Super Mario is one of those franchises where innovation is key to continue to make it fun and interesting. If you look at the first game to the latest game, you can see where changes have been made to make each one stand out from the next. Of course, this doesn’t include sequels, but concepts like Super Mario Maker and Super Mario Sunshine have been well received and for good reason.
With Mario Odyssey, I’ve never had so much fun playing a Mario game before. As cool as Mario Galaxy and Mario 3D World were, Odyssey blows them both out of the water. It may not be overall as good as Galaxy was, but it’s experience is so much more memorable than Galaxy was. Don’t take that as a hit on Galaxy because just like Odyssey, it’s a fantastic game, but Odyssey has changed evolved in certain places that make it such a rich and gratifying experience for Nintendo’s newest console, the Switch.

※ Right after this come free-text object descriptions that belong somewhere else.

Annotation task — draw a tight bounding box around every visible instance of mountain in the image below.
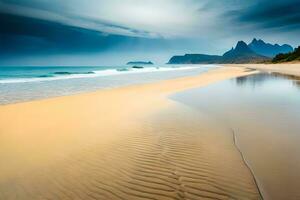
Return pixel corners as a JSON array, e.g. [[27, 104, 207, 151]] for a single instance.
[[272, 46, 300, 63], [168, 54, 222, 64], [127, 61, 154, 65], [221, 41, 268, 63], [248, 38, 293, 58], [168, 40, 269, 64]]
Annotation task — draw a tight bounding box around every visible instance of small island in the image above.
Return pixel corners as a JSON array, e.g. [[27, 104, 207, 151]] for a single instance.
[[127, 61, 154, 65], [132, 66, 144, 69]]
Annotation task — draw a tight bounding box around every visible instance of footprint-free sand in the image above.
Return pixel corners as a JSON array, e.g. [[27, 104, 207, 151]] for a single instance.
[[0, 67, 261, 199]]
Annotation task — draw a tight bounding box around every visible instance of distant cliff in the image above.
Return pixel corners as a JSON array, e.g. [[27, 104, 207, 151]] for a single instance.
[[127, 61, 153, 65], [248, 38, 293, 58], [221, 41, 268, 63], [168, 54, 222, 64], [272, 46, 300, 63], [168, 40, 270, 64]]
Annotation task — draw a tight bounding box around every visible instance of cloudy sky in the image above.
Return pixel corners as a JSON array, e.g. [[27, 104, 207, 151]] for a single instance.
[[0, 0, 299, 65]]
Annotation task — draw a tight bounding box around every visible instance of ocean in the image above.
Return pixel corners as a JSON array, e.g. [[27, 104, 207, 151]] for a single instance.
[[0, 64, 217, 104]]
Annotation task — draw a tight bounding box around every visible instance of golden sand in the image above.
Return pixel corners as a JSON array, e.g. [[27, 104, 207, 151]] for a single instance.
[[233, 63, 300, 76], [0, 67, 261, 199]]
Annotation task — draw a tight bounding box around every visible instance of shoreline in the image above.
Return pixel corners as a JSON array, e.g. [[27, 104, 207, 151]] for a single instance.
[[1, 64, 299, 199], [0, 65, 214, 105], [229, 63, 300, 77], [0, 66, 246, 106], [0, 66, 262, 199], [171, 63, 300, 200], [1, 63, 299, 106]]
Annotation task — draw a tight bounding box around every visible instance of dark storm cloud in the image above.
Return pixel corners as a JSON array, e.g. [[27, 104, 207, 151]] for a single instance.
[[2, 0, 300, 37], [0, 12, 166, 55], [0, 1, 156, 37], [0, 0, 170, 55], [0, 13, 121, 54], [0, 0, 299, 59], [226, 0, 300, 30]]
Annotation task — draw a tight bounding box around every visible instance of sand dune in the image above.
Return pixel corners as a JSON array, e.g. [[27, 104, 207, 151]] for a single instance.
[[0, 67, 261, 199]]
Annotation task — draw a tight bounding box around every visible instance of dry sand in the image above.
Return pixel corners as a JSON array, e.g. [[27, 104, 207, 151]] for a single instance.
[[233, 63, 300, 76], [0, 67, 261, 200]]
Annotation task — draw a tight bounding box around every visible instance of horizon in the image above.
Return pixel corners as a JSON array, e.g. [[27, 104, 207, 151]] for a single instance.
[[0, 0, 299, 66]]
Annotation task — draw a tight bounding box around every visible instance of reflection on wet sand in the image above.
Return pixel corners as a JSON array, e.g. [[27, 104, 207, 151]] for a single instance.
[[172, 73, 300, 200], [235, 72, 300, 90]]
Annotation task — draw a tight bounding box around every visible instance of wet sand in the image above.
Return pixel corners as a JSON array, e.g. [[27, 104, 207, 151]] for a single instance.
[[0, 67, 261, 199], [227, 65, 300, 200]]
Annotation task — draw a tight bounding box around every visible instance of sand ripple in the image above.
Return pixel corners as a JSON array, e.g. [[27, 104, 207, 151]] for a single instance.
[[0, 104, 261, 200]]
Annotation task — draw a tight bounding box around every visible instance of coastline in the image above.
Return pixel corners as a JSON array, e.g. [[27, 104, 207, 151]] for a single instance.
[[173, 63, 300, 200], [1, 0, 298, 198], [0, 65, 214, 105], [0, 66, 262, 199], [229, 63, 300, 76]]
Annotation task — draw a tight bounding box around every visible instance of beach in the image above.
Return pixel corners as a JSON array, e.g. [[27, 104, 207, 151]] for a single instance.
[[1, 0, 299, 199], [0, 65, 213, 105], [236, 63, 300, 76], [1, 64, 300, 200], [171, 63, 300, 200], [222, 64, 300, 200], [0, 67, 261, 199]]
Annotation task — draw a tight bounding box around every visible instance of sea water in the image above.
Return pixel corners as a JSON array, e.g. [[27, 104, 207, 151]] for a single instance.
[[0, 65, 216, 104]]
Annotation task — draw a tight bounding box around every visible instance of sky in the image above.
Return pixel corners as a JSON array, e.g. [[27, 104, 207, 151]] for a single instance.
[[0, 0, 299, 65]]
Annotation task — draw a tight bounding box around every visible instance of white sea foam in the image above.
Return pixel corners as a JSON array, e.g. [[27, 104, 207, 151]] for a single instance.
[[0, 66, 215, 84]]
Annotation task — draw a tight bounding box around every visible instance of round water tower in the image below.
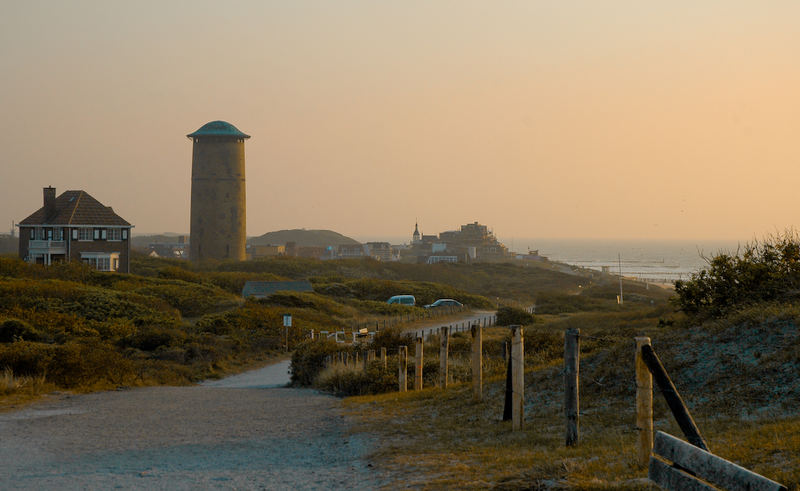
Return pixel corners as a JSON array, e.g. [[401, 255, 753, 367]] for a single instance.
[[187, 121, 249, 263]]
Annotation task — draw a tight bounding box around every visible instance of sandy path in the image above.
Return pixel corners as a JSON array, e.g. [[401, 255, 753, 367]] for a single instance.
[[0, 361, 386, 490], [409, 309, 496, 339]]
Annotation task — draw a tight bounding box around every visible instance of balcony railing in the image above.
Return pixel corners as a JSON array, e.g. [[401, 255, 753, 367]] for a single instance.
[[28, 240, 66, 249]]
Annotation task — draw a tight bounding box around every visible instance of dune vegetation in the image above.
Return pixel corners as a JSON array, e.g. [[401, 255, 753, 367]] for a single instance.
[[289, 235, 800, 489], [0, 251, 619, 408]]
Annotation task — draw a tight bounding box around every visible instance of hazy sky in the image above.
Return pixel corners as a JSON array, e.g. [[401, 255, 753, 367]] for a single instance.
[[2, 1, 798, 242]]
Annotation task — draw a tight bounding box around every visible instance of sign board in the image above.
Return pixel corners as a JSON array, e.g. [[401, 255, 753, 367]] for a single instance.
[[283, 314, 292, 327]]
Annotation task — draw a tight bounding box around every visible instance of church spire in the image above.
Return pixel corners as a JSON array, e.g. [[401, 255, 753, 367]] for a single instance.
[[412, 221, 421, 244]]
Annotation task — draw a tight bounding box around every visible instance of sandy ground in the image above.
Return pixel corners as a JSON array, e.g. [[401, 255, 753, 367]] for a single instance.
[[0, 361, 388, 490]]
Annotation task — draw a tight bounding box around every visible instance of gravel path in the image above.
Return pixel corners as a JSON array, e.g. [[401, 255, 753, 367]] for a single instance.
[[0, 361, 387, 490]]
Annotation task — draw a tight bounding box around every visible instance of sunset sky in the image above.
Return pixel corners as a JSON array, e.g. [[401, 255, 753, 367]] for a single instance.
[[1, 1, 798, 242]]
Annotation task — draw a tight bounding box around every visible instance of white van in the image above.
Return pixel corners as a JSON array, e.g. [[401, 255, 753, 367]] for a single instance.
[[387, 295, 416, 306]]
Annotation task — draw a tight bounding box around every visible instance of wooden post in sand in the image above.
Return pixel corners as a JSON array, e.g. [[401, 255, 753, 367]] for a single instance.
[[511, 325, 524, 431], [398, 346, 408, 392], [439, 326, 449, 388], [635, 337, 653, 466], [381, 347, 387, 370], [471, 324, 482, 401], [415, 337, 424, 390]]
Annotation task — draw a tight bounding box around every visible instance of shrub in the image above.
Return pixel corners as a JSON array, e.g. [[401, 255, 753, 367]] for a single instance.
[[0, 318, 43, 343], [119, 326, 185, 352], [674, 232, 800, 318], [370, 327, 414, 354], [495, 306, 534, 326], [290, 339, 342, 386], [314, 362, 397, 396]]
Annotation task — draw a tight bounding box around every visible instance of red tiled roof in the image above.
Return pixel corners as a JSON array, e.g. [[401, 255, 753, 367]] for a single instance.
[[19, 190, 131, 227]]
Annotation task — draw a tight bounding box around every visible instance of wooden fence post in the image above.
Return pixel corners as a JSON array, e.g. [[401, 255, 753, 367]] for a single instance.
[[415, 337, 424, 390], [398, 346, 408, 392], [368, 349, 375, 363], [345, 352, 352, 368], [511, 325, 524, 431], [439, 326, 449, 388], [640, 344, 709, 451], [503, 351, 512, 421], [381, 347, 387, 370], [565, 328, 580, 446], [636, 336, 654, 467], [471, 324, 482, 401]]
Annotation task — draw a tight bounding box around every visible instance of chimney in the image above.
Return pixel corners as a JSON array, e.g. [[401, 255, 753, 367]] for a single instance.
[[43, 187, 56, 218]]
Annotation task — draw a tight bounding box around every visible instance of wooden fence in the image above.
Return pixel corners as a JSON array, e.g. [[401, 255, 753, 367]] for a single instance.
[[321, 321, 787, 489]]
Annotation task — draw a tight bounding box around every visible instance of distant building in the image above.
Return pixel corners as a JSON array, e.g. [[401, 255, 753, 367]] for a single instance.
[[296, 246, 326, 259], [403, 220, 509, 263], [427, 255, 459, 264], [17, 187, 133, 272], [147, 236, 187, 259], [365, 242, 392, 261], [248, 244, 285, 259], [337, 244, 366, 258]]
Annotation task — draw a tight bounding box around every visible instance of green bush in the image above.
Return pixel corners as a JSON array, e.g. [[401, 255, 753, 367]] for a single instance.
[[495, 306, 534, 326], [369, 327, 414, 354], [119, 326, 186, 352], [0, 319, 43, 343], [290, 339, 342, 386], [674, 233, 800, 318]]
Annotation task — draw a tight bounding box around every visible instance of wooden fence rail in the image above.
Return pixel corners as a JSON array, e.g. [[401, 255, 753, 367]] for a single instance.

The first thing that immediately stands out in the game is Cappy. A new mechanic that utilises Mario’s iconic hat as a centrepiece for the game’s core gameplay. You can throw him in different directions to hit checkpoints or enemies, or use him to cleverly jump onto ledges that you wouldn’t be able to before. You can even use Cappy to become a goomba or other different animals and objects throughout the game.
This is the most innovative that Nintendo have been with the Mario franchise since the Galaxy series and it shows – the cool things can you can utilise Cappy for make it such a great addition to the ever-evolving 3D Mario games.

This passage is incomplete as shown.